Sembra che l’Italia non voglia prendere consapevolezza del proprio ruolo, non voglia dimostrare agli altri paesi europei che sa essere all’avanguardia su temi importanti in un’epoca in cui la transizione ecologica è al centro del confronto politico.
Proprio questo atteggiamento lascia perplessi ma soprattutto preoccupati.
Dunque, suolo e agricoltura biologica, due aspetti strettamente connessi l’uno con l’altro. Coltivare secondo le indicazioni previste nei regolamenti di agricoltura biologica significa fare un passo significativo contro il consumo di suolo. Perché – va detto sempre con molta chiarezza – il consumo di suolo non deriva solo dalla cementificazione che dilaga nelle aree urbane e periurbane del nostro paese, ma trova larga diffusione nelle migliaia di ettari di agricoltura industriale. Si pensi solo all’uso sconsiderato della chimica di sintesi, all’incomprensibile sversamento di fanghi da depurazione con il loro carico di idrocarburi e metalli pesanti facendoli passare per fertilizzanti. Si sta distruggendo la biodiversità del suolo che costituisce la base della fertilità.
È quindi chiarissimo il legame con l’agricoltura biologica, un modello di agricoltura che si basa sui principi dell’agroecologia e che mette al centro il rispetto per l’ecosistema. Un modello che ha convinto i nostri agricoltori che con crescente impegno hanno coinvolto oltre 16% della superficie agricola garantendo all’Italia una posizione di leadership su scala europea. Un modello che produce un’esportazione di quasi tre miliardi di euro e un mercato interno di oltre quattro.
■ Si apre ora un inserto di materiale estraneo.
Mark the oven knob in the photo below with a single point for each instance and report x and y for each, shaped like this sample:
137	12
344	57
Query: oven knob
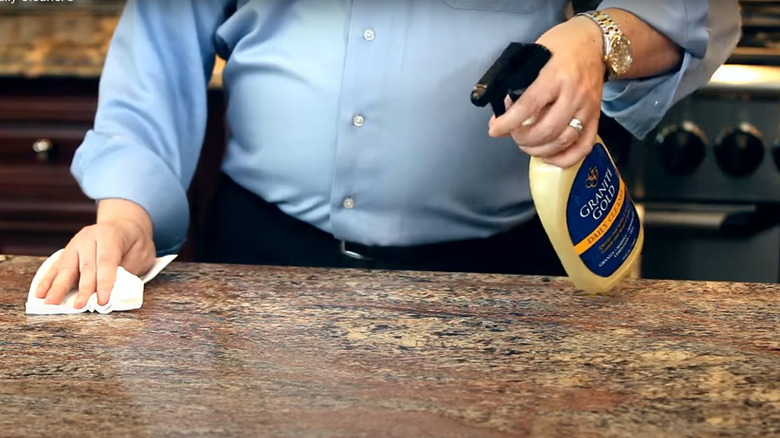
681	148
740	150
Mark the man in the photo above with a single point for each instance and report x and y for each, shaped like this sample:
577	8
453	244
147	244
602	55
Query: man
353	142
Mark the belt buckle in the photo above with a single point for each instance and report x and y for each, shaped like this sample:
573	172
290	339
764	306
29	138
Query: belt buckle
352	254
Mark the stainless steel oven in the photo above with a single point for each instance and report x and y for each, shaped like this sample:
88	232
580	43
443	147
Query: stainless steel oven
708	178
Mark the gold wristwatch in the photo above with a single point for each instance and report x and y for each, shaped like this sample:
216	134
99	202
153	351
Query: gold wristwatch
617	48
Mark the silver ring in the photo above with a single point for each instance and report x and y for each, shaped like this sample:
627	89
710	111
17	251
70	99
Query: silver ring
577	124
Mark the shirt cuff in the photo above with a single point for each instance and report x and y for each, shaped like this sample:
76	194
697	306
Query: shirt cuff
112	167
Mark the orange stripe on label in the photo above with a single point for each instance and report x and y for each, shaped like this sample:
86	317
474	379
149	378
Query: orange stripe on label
586	243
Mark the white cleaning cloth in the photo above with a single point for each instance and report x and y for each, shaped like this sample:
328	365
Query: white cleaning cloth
127	294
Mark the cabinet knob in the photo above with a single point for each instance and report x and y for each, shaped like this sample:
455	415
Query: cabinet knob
44	149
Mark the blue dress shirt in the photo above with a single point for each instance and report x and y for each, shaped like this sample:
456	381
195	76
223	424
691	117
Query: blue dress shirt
353	116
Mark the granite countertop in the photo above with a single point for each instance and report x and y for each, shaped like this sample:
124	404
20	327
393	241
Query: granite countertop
222	350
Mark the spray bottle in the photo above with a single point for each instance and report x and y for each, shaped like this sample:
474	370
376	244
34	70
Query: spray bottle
585	209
Il primo giorno di quest’anno, poche settimane fa, è entrato in vigore il nuovo regolamento europeo sull’agricoltura biologica; un regolamento che, tra le altre cose, innova e snellisce alcune procedure legate all’accesso al sistema di certificazione con la finalità di avvicinare ancor di più i piccoli produttori. Si rafforza il legame tra sistema produttivo biologico e la nostra infinita agrobiodiversità e sempre con maggiore evidenza si consolida il ruolo che l’agricoltura biologica gioca nel favorire la conversione ecologica dell’agricoltura e la conservazione dei suoli e della loro fertilità. Ma in Italia rimaniamo fermi, non approviamo la nostra legge nazionale e permettiamo che qualcuno metta in discussione un modello agricolo che già coinvolge oltre 16,5 milioni di ettari di agricoltura europea. In una fase storica in cui i consumatori stanno comprendendo che consumare prodotti biologici significa fare del bene al nostro ambiente, al nostro suolo, al nostro futuro. Oltre che alla nostra salute
Abbiamo, dunque, la sensazione di essere di fronte ad una forma di insipienza legislativa nel nostro paese e dovremo capire se riusciremo a spiegarlo ai nostri concittadini europei. Dove guarda, dunque, il nostro paese quando parla di transizione ecologica? Solo a parchi fotovoltaici e ad agricoltura di precisione? Dobbiamo invece rafforzare la centralità del cibo, il ruolo di una produzione sostenibile basata sulla agrobiodiversità e sull’agroecologia, chiedendo con forza che si concludano i percorsi legislativi rispetto ai quali è impossibile attendere ancora.